Yes, the fact that the Open Sleeper ticket is one of the very few remaining ticket types that remains a paper "value" ticket and not an eticket makes them a pain. I just looked at Cincinnati station services and, while it showed checked baggage service, it shows the ticket office closed, which is odd. When there were more paper value tickets (international journeys on the Maple Leaf, the USA rail pass, many Thruway buses all required them long after the general move to etickets, but those are all now etickets), Amtrak always offered a mail option if the travel dates were more than 7 or 14 days away (I don't recall the exact time period). I am surprised they do not still, especially given how they have cut back on agents.

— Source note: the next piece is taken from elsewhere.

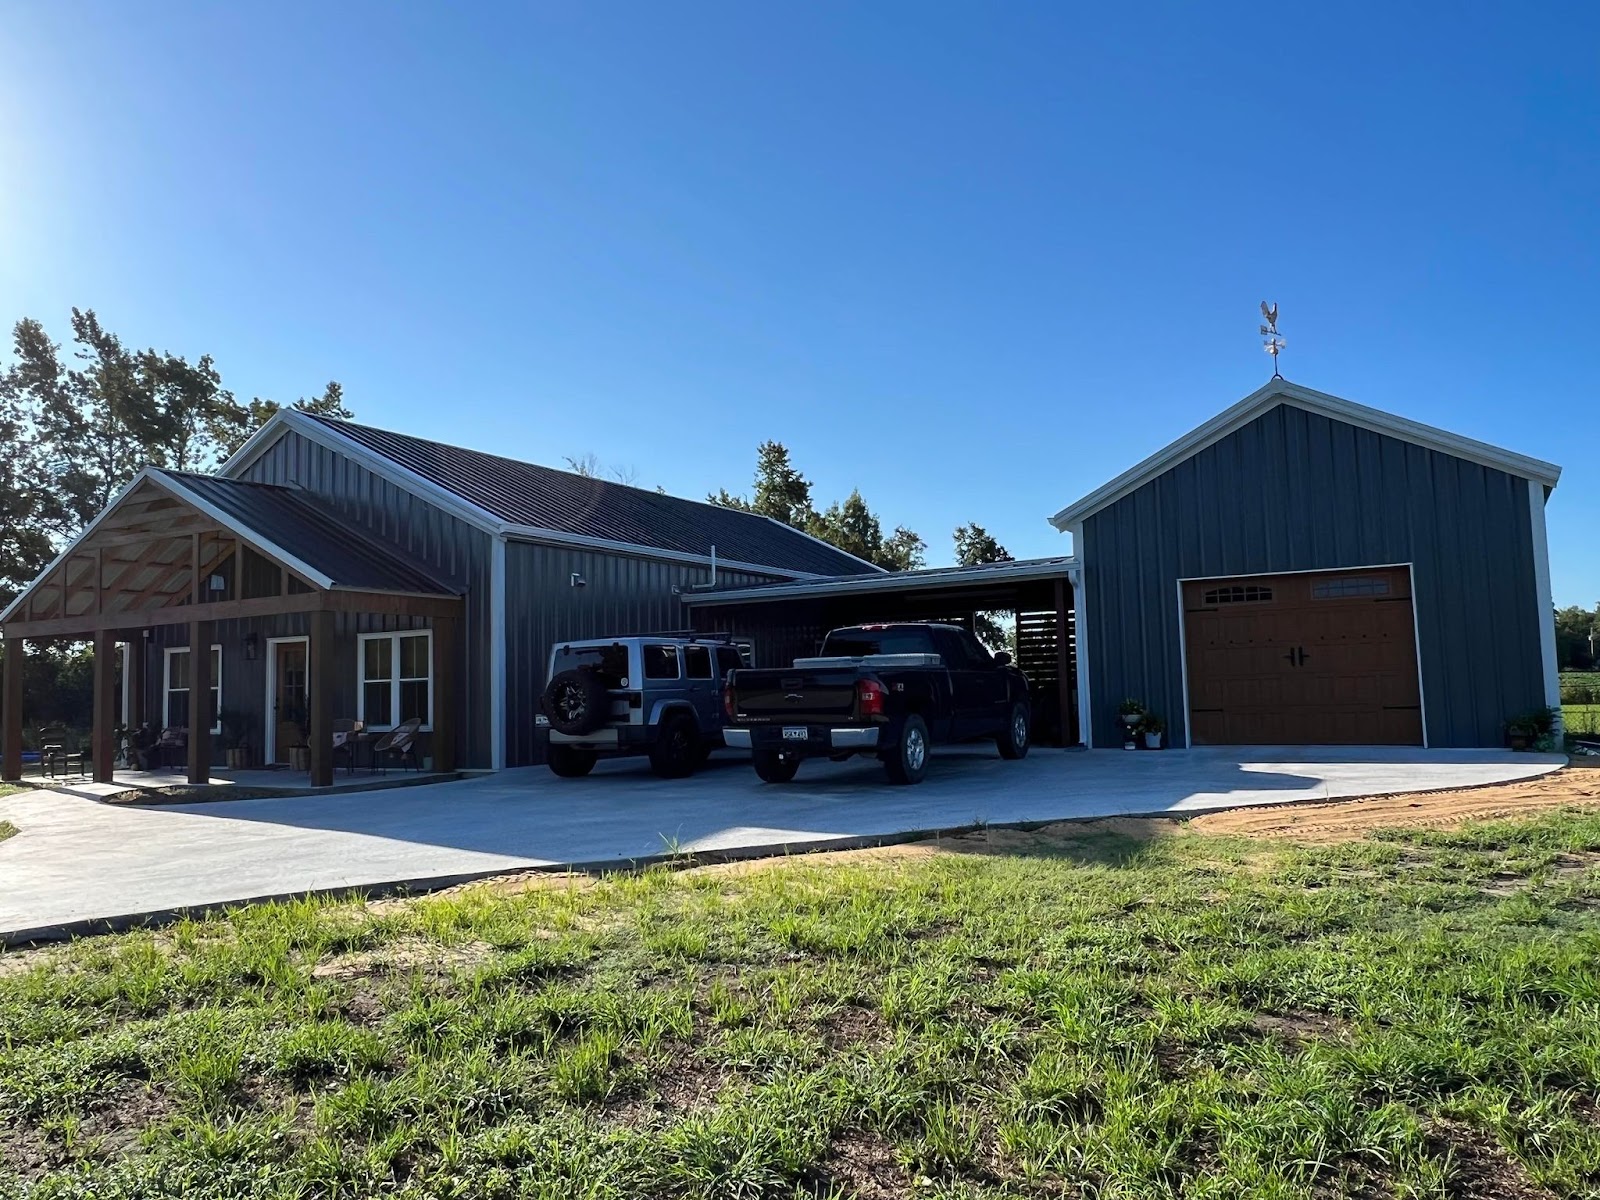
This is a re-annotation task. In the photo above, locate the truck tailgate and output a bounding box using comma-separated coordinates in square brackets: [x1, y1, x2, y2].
[730, 668, 858, 722]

I have to say if I were you, I would take some defensive actions and not just arrive at Cincinnati hoping that you will be able to pick up that ticket, given that the website says the ticket office there is closed and there are no QuikTrak kiosks, either. Call during East Coast business hours and once you get through to a agent, ask to be connected to Customer Relations (who are only there normal business hours East Coast time). They are the most empowered customer people in the company and are the the likeliest people to be both able and disposed to help. Use the AGR or Select phone numbers if you can to cut through the initial wait, which is horrendous right now. Of course, if the journey is less than about two weeks away, to give time to have the ticket mailed, you are out of luck, although Customer Relations ought to be able to give you a definitive answer on the ticket situation at Cincinnati. You need the physical ticket for Open Sleeper, there is no electronic version to transmit. If the trip is close, your only safe option may be to go the nearest known ticket office, which is probably Indianapolis. In days past, when value tickets were the norm, it was not unknown for a last minute ticket purchased for an unstaffed station for the ticket to be sent out with the conductor from a staffed point. But I suspect that practice is long gone.
Luckily, when I had trips that involved paper value tickets (Open Sleeper once, several trips on the Maple Leaf), I was using stations that had and still have ticket agents, so all I had to do was arrive early enough to allow time to pick them up.